Designing for hybrid connectivity requires synthesizing multiple concepts. A typical exam scenario might ask you to design a network where a web tier in one subnet can be reached from the internet via a load balancer, an application tier in another subnet has no public IP but can access Google Cloud APIs privately, and both can query a database in an on-premises data center. The solution involves: a custom-mode VPC with specific subnet ranges; firewall rules with tags to segment tiers; Cloud NAT for the app tier's outbound patches; Private Google Access enabled on its subnet; and a Cloud VPN/Interconnect connection with Cloud Router to manage dynamic routing between the VPC and the on-premises network.

Common Pitfalls

1. Misapplying Firewall Rule Priorities: A common mistake is creating a high-priority "deny all" rule that inadvertently blocks all traffic, or assuming a lower-priority "allow" rule will be evaluated after an implicit deny. Remember: the first matching rule (with the lowest priority number) wins. Always structure your rules from most specific (low priority number) to most general (high priority number).

1. Overlooking Peering Non-Transitivity: This is a frequent exam trap in multi-VPC scenarios. If a question presents a hub-and-spoke topology where the hub VPC is peered with multiple spokes, you cannot assume the spokes can talk to each other. Without direct peering, traffic between spokes must route through the internet or use a different architecture like a Shared VPC.

1. Confusing Private Google Access with Private API Access: Private Google Access only enables connectivity from your private instances to Google's public APIs and services. It does not make your Google Cloud services (like a Cloud SQL database) private. To make a service like Cloud SQL accessible only via private IP within your VPC, you must configure private services access, which is a separate mechanism involving VPC peering with Google's service producer network.
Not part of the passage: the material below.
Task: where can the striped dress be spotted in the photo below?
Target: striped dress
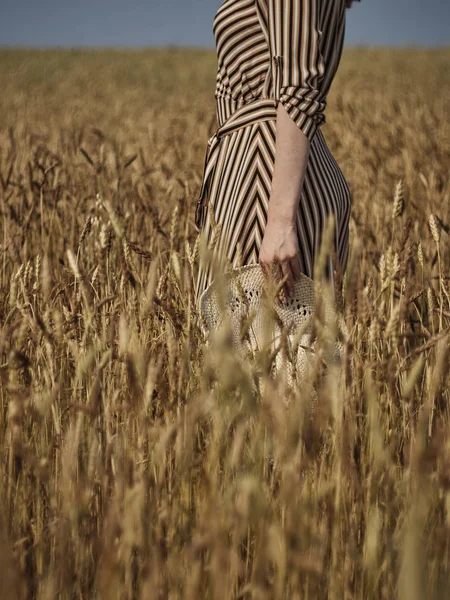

1. Choosing Auto-Mode for Interconnected Designs: Selecting an auto-mode VPC in a scenario that later requires VPC peering or hybrid connectivity will cause IP range conflicts, as you cannot change the auto-allocated subnets. This is a fundamental design flaw the exams will test. For any design hinting at future growth or interconnection, start with a custom-mode VPC.

Summary

• Choose Custom-Mode VPCs for production and any design requiring precise IP management, peering, or hybrid connectivity. Auto-mode is for simple, isolated prototyping.
• Control traffic flow with stateful firewall rules evaluated by priority, and use network tags to apply rules to specific groups of instances for micro-segmentation.
• Enable Private Google Access on subnets to allow instances without public IPs to reach Google APIs and services privately. Use Cloud NAT to provide outbound internet access for such instances.
• Use Shared VPC for centralized, hierarchical network management across multiple projects within an organization. Use VPC Peering for direct, non-transitive connections between VPCs, ensuring their IP ranges do not overlap.
• Integrate hybrid networks using Cloud VPN or Interconnect, managed by Cloud Router for dynamic BGP routing, to seamlessly connect your VPC to on-premises data centers.